0.2

86 10 4
                                    

Sore itu langit Jakarta nampak mendung di sertai angin yang berhembus sedikit kencang. Mungkin sebentar lagi hujan akan turun. Di bulan Desember seperti sekarang ini hujan memang sering turun dengan tiba-tiba. Kadang seharian full tanpa henti hingga mengakibatkan banjir menggenang dimana-mana.

Meskipun terlihat jika langit semakin tidak bersahabat beberapa pemuda yang tengah memperebutkan bola di lapangan tetap melanjutkan permainan. Kali ini mereka tengah mengadakan pertandingan ala-ala sekalian berlatih untuk turnamen basket bulan depan.

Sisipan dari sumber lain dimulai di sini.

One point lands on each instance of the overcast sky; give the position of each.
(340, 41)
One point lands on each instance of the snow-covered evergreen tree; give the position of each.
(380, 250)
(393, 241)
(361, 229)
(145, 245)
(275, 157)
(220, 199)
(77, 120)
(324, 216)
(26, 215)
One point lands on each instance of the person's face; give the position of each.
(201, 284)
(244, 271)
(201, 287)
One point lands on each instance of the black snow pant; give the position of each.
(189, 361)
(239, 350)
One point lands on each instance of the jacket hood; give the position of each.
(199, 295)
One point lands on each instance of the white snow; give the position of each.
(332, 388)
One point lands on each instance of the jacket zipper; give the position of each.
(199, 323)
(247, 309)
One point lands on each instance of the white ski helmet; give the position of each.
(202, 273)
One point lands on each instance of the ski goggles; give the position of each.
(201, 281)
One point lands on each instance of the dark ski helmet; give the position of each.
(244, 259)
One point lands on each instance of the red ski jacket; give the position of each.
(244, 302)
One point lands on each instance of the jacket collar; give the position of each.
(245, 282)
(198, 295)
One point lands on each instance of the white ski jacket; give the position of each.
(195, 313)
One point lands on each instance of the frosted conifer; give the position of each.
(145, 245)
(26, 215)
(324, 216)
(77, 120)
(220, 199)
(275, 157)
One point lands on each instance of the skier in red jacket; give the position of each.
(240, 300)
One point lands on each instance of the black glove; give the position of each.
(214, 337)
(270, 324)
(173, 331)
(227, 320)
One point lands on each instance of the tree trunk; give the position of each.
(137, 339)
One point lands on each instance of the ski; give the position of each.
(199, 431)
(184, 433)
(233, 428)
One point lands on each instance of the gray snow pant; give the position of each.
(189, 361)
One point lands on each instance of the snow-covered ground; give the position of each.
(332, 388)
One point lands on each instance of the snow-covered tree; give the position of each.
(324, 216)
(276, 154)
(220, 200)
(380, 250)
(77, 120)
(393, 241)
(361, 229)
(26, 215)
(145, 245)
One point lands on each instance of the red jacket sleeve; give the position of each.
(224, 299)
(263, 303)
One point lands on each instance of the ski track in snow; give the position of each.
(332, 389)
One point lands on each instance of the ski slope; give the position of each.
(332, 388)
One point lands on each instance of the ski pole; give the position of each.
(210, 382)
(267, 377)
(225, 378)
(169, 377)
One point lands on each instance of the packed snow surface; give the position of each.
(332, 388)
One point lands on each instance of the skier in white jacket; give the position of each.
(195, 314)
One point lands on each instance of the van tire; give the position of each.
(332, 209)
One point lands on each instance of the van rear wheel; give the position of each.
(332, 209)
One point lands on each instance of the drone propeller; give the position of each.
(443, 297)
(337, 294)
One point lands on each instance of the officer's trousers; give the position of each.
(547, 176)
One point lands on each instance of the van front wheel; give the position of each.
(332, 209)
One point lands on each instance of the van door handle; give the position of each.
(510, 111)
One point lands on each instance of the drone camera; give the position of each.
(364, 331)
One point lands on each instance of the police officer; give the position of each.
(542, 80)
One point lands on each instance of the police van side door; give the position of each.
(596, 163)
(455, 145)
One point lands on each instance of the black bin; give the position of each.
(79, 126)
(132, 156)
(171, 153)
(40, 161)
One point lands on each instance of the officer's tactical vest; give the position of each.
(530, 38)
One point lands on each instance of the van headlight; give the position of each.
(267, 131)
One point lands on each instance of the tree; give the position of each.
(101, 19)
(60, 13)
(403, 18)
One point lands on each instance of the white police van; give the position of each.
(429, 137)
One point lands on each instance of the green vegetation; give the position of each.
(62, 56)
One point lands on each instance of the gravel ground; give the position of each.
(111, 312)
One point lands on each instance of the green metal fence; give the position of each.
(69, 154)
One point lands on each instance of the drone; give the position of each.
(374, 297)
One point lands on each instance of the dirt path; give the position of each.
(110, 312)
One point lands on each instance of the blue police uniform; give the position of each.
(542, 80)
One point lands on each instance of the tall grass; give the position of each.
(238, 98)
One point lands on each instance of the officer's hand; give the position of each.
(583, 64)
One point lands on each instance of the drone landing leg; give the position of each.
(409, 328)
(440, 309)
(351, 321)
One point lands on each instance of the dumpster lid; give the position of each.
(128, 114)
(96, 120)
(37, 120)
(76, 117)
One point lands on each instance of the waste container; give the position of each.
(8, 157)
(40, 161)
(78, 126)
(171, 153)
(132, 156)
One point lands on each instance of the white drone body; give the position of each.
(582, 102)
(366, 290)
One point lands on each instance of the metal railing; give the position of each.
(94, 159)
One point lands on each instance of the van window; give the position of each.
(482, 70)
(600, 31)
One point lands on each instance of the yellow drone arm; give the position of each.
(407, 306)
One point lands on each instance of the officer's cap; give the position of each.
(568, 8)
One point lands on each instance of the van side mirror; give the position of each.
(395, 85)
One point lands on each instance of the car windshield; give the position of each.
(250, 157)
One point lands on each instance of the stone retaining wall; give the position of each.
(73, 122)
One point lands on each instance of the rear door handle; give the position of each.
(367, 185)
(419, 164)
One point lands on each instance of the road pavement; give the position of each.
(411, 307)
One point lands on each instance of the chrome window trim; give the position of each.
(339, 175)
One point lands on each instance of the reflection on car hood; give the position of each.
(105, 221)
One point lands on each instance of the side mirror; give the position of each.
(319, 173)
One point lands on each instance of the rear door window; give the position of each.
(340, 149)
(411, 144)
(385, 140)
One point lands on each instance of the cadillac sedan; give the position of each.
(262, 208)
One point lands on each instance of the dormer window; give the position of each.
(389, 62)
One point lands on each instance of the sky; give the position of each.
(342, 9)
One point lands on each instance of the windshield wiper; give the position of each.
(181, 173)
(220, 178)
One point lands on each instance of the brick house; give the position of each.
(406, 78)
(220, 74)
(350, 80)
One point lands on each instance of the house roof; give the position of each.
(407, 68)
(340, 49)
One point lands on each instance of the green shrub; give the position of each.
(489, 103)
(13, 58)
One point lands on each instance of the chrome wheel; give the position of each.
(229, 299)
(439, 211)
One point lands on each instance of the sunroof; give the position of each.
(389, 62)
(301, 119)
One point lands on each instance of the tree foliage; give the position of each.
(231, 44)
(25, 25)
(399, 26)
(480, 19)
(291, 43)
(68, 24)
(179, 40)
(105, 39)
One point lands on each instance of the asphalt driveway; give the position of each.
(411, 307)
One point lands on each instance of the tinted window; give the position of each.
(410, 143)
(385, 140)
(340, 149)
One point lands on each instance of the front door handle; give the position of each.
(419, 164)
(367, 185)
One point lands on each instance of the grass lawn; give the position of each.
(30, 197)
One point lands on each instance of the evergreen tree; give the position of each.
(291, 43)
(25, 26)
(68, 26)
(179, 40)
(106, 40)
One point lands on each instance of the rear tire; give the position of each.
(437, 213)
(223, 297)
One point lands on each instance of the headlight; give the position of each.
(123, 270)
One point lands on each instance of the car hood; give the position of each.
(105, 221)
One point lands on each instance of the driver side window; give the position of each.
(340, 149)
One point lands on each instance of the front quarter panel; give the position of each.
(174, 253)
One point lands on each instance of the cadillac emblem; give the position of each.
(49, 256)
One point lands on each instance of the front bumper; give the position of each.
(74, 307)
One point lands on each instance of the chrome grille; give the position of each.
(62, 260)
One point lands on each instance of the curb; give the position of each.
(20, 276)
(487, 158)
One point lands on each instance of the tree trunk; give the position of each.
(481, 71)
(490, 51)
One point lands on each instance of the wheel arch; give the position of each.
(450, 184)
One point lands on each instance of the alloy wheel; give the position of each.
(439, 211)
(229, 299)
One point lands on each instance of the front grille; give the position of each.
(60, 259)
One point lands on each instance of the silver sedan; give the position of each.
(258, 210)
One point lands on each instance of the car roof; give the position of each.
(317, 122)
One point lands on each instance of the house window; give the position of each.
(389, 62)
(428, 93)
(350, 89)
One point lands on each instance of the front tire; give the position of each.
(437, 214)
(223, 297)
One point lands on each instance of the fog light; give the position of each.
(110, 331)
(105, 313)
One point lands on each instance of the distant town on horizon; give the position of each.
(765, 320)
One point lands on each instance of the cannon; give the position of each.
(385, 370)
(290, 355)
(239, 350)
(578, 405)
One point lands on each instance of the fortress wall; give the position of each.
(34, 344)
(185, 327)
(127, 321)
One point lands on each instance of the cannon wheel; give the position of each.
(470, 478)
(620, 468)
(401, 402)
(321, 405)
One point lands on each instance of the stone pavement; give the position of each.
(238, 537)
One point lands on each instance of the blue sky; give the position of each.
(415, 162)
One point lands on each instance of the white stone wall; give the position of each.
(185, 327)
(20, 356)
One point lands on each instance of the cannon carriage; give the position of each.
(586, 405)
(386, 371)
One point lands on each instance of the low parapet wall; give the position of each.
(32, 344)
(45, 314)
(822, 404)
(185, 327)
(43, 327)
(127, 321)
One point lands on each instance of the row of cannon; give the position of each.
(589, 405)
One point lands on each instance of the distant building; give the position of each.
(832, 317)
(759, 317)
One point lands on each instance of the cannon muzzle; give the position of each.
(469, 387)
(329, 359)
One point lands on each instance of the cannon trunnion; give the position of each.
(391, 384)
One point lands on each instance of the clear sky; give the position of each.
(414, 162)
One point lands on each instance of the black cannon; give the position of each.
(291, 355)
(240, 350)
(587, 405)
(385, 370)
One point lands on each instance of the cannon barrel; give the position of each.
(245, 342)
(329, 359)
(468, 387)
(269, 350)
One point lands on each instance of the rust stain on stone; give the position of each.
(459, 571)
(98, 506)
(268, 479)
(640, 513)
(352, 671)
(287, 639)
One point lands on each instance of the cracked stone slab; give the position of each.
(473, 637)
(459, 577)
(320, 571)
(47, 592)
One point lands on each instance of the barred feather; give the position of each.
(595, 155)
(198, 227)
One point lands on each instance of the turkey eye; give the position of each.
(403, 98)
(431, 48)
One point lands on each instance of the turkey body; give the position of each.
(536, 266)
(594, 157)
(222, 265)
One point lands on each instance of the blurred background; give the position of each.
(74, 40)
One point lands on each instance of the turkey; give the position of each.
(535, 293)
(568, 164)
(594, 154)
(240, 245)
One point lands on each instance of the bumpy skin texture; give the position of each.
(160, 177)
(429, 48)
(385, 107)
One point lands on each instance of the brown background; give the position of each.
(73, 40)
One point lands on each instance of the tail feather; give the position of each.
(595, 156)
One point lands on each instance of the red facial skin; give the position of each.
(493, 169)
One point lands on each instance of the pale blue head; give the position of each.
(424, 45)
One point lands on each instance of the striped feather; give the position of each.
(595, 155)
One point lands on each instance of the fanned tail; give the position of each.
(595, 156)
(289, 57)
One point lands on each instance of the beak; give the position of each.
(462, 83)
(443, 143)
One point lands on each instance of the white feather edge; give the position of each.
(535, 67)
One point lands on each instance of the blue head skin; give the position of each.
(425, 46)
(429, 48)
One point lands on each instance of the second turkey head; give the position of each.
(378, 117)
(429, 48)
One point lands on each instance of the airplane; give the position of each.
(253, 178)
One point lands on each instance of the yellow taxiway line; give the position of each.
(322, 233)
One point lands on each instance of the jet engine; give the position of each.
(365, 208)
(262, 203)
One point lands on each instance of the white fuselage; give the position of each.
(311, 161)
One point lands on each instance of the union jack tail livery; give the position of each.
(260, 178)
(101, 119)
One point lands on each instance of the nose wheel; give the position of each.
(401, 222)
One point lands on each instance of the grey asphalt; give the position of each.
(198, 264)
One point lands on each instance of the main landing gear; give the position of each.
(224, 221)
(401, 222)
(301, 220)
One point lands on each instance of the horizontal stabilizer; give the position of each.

"Wan, lempar sini." Nara memberi intruksi pada Awan yang tengah mendribel bolanya. Cowok itu di hadang oleh dua orang dari kubu lawan.

Nara dengan mudah menangkap lemparan dari Awan. Kini gantian dirinya yang menggiring bola dan mengecoh lawan. Dengan mudahnya bagi Nara melewati lawan hingga akhirnya melakukan syuting pada ring dan berhasil memasukkan tiga point.

Sorak sorai dari penonton yang melihat terdengar riuh. Ya, masih ada beberapa murid yang tinggal untuk sekadar melihat cowok-cowok idaman sekolah berlatih basket. Selain itu masih ada beberapa anak paskibra yang berlatih PBB untuk lomba antar kecamatan, katanya. Sesekali mereka juga memperhatikan, kadang Nara berpikir untuk apa ikut pasukan baris berbaris yang hanya berdiri diam dengan sikap sempurna dan menunggu intruksi. Berdiri tegak dengan sikap sempurna itu seperti menyiksa diri, pegal dan capek.

Kembali terfokus pada permainan ketika Jojo terlihat heboh sambil menari-nari karena berhasil memasukkan bola. Ah, meleng sedikit saja Nara seperti sudah ketinggalan jauh.

"Tumben dia bisa masukin bola?" Nara menghampiri Raden yang lebih dekat dengan dirinya.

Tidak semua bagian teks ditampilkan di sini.